Budget Reality Trumps Energy Security Rhetoric

While Bush talks a good game on energy security, he doesn’t back the rhetoric up with action. That is especially true when it comes to his own budget, as made clear in a press release from the American Council for an Energy-Efficient Economy:

President’s Budget Undermines Energy Security

Washington, D.C. (February 6, 2007): The American Council for an Energy-Efficient Economy (ACEEE) today issued a preliminary assessment of the Administration’s FY 2008 budget request, finding that the request continues to shrink funding for the energy efficiency programs that should be front-line priorities in the nation’s energy agenda.

“The President can’t increase our energy security by continuing to cut the clean energy budget,” said Acting Executive Director Bill Prindle. “This request should be dead on arrival in Congress, because it cuts 2007 spending for efficiency and renewables by 16%, and the efficiency budget alone could fall by up to a third.”

The total FY 2008 request for the Office of Energy Efficiency and Renewable Energy (EERE) at the Department of Energy is $1.236 billion. The funding level of FY 2007 for EERE is $1.473 billion based on Congress’ recent continuing resolution decision. Thus, the request represents a $237 million (16%) cut from 2007 levels.

The request also sacrifices important efficiency programs to fund a few Administration priorities. For example, low-income weatherization is cut $98 million, industrial efficiency programs $13 million, vehicles technologies $3 million, and federal energy management $3 million in order to support increases in hydrogen ($59 million), solar ($66 million), and biomass ($90 million). The request also cuts about $46 million from distributed energy systems in the Office of Electricity budget. All of these comparisons are from 2006 levels as DOE’s program allocation for the 2007 budget has not yet been released.
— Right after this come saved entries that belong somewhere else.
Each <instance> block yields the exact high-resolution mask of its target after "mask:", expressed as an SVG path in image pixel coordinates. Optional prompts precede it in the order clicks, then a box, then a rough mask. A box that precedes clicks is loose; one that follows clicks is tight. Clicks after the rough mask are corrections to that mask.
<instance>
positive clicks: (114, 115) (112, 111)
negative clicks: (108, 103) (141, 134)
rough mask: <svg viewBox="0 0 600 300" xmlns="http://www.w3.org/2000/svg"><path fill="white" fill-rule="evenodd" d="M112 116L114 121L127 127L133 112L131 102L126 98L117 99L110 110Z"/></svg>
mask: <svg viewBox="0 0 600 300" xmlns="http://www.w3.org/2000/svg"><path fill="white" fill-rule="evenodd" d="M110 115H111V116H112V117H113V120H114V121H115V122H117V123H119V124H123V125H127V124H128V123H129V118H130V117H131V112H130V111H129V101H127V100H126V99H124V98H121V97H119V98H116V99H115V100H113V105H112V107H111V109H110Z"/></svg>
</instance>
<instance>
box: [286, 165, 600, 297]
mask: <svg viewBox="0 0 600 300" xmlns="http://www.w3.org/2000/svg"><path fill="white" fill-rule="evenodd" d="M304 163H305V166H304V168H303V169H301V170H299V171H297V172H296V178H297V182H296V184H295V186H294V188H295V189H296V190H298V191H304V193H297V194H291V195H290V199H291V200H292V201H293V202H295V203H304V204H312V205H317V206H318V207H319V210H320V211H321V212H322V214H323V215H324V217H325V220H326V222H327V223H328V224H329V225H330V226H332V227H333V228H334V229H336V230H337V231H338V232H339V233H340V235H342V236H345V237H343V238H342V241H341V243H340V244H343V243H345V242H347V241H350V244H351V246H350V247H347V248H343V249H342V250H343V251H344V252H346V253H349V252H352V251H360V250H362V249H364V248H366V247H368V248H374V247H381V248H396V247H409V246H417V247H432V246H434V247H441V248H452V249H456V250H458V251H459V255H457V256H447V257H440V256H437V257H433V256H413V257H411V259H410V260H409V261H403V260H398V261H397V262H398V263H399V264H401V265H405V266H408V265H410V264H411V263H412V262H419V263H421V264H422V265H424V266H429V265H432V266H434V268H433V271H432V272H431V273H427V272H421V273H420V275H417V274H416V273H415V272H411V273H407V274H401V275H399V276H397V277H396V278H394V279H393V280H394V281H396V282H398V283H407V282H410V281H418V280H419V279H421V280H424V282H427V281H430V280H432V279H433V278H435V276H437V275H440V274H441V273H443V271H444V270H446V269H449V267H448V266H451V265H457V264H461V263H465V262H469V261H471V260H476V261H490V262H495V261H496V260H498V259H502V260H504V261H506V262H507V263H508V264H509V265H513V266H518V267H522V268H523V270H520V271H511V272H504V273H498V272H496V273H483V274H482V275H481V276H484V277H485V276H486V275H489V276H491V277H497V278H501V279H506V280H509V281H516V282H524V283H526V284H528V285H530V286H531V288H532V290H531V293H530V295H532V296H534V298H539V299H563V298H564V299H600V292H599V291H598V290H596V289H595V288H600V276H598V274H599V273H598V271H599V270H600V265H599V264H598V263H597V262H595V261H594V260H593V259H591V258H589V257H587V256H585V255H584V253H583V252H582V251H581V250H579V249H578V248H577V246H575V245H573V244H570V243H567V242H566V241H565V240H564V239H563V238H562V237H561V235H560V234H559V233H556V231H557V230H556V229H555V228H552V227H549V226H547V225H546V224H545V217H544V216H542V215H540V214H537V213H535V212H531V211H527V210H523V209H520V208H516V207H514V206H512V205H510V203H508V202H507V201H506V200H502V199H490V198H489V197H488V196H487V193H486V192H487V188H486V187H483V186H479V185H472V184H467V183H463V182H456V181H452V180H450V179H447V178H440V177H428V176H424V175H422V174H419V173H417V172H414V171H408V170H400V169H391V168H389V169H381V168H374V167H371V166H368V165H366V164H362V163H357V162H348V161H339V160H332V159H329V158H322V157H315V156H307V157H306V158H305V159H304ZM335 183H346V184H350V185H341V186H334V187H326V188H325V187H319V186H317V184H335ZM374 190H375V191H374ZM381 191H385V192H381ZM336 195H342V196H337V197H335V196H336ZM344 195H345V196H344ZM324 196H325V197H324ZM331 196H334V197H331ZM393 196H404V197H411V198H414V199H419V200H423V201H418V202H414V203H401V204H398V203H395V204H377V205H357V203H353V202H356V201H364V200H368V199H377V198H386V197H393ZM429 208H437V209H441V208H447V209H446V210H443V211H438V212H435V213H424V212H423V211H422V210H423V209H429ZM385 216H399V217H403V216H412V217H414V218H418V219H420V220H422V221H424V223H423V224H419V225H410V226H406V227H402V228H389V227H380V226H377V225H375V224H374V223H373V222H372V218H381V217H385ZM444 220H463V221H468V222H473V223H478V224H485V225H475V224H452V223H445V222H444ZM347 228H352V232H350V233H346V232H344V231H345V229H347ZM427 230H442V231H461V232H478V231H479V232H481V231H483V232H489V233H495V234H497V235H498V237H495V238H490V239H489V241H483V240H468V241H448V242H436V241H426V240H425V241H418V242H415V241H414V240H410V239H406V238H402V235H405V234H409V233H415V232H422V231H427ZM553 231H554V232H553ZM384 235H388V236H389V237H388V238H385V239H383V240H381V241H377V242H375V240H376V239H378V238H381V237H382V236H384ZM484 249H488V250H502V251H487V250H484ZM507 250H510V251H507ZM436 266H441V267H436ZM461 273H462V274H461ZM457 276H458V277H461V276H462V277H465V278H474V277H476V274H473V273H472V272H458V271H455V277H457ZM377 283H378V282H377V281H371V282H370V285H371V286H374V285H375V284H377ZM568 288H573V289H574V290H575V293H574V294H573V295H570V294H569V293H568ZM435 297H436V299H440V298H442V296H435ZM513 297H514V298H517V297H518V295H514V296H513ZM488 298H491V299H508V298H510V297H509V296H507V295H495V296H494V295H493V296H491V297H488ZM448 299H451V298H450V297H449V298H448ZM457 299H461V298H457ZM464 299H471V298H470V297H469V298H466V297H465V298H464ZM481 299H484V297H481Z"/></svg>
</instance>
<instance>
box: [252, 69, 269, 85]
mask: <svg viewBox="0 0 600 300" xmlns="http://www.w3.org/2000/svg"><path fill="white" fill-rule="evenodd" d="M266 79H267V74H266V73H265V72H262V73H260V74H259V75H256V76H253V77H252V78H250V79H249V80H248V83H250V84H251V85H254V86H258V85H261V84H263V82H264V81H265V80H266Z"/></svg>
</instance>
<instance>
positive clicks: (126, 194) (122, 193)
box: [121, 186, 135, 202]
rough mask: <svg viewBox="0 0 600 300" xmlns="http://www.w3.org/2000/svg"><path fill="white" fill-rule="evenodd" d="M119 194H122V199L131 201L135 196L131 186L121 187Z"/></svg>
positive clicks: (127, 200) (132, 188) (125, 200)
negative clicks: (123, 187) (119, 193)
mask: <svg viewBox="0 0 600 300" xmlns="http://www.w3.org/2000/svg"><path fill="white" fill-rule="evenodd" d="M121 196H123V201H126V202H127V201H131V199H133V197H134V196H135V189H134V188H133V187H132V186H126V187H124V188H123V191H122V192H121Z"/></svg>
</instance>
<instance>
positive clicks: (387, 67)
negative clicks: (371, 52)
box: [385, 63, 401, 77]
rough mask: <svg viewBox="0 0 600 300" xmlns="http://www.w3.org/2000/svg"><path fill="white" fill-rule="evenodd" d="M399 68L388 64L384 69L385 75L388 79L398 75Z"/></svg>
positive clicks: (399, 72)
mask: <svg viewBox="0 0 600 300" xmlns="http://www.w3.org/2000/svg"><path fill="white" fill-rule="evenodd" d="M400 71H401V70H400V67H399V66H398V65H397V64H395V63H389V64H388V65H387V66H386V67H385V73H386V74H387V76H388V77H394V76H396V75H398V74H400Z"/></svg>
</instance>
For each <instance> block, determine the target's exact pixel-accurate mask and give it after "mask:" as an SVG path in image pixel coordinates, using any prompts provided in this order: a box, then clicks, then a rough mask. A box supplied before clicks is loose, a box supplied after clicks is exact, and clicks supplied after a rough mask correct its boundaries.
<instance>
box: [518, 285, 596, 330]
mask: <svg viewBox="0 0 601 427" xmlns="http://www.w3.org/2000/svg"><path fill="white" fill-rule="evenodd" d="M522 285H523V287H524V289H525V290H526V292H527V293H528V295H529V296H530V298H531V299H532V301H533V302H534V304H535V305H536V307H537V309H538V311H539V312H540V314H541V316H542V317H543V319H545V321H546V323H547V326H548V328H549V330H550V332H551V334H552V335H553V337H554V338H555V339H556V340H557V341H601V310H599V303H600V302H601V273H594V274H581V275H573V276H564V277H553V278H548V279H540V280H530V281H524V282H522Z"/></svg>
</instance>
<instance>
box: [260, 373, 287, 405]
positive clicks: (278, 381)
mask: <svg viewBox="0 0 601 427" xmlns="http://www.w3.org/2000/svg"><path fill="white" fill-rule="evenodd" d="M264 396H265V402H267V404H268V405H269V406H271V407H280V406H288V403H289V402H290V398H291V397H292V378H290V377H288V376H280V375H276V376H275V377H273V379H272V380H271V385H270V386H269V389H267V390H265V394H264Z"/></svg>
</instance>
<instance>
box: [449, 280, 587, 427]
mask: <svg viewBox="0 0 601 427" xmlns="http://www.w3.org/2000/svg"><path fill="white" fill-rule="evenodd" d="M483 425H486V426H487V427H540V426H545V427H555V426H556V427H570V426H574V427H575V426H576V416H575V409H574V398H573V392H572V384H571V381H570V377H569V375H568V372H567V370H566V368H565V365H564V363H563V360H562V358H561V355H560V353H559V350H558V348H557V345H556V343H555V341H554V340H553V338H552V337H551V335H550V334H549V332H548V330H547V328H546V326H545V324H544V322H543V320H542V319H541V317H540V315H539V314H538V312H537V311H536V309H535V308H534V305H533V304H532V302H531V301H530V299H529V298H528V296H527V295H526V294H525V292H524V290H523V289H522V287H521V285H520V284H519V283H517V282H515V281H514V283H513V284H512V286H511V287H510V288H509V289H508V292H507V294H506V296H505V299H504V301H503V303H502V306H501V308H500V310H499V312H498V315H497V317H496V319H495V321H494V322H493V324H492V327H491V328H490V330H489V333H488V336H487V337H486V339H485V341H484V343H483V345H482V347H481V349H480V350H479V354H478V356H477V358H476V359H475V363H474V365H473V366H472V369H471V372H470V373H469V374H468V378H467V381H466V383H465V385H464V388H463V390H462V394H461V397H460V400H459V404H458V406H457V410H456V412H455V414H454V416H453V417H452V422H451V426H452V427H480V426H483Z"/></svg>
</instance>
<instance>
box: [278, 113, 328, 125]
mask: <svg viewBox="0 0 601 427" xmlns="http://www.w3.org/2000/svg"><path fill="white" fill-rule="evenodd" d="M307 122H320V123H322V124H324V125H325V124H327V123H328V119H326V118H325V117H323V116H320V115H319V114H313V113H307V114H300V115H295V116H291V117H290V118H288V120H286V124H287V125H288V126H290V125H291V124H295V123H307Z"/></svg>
The vehicle technologies program is the home of work to move forward on hybrids and diesels, and to increase heavy truck efficiency. These are the steps that can move us toward oil security in the next decade, yet the Administration proposes no additional funding for the program.

“Efficiency is the first fuel in the race for energy security,” Prindle added. “If we don’t get our energy demand under control, none of the President’s or anyone else’s clean energy proposals will be able to catch up.”

The American Council for an Energy-Efficient Economy is an independent, nonprofit organization dedicated to advancing energy efficiency as a means of promoting both economic prosperity and environmental protection. For information about ACEEE and its programs, publications, and conferences, contact ACEEE, 1001 Connecticut Avenue, N.W., Suite 801, Washington, D.C. 20036-5525 or visit

2 Responses to Budget Reality Trumps Energy Security Rhetoric

  1. Lee Miller says:

    I am always amazed at how willing we are (or not in the case of George W.) to deal with symptoms of a problem. Global warming, seas arising, resource depletion, environmental degradation, loss of biodiversity, etc, are all symptoms of an overpopulated world.

    To deal with this rationally we must reduce our population by attrition, i.e., birth control rather than death increase through war, famine, pestilence. Recently Richard Heinberg, author of “The Party’s Over” asked the rhetorical question (along with a slide of a yeast growth and crash curve), “Are we smarter than yeast? The answer is fairly obvious.

  2. Sadly, essential energy conservation program such as the Weatherization Assistance Program (WAP) are being brushed aside by the Administration and, in the cases where they benefit low income households, are regarded as “welfare”.

    In reality, the WAP reduces national energy demand by the equivalent of 18 million barrels of oil per year and mitigates between .23 and .475 metric tons of carbon per home per year depending on fuel source. To reduce funding for such a powerful tool in the conservationists’ toolkit is simply illogical.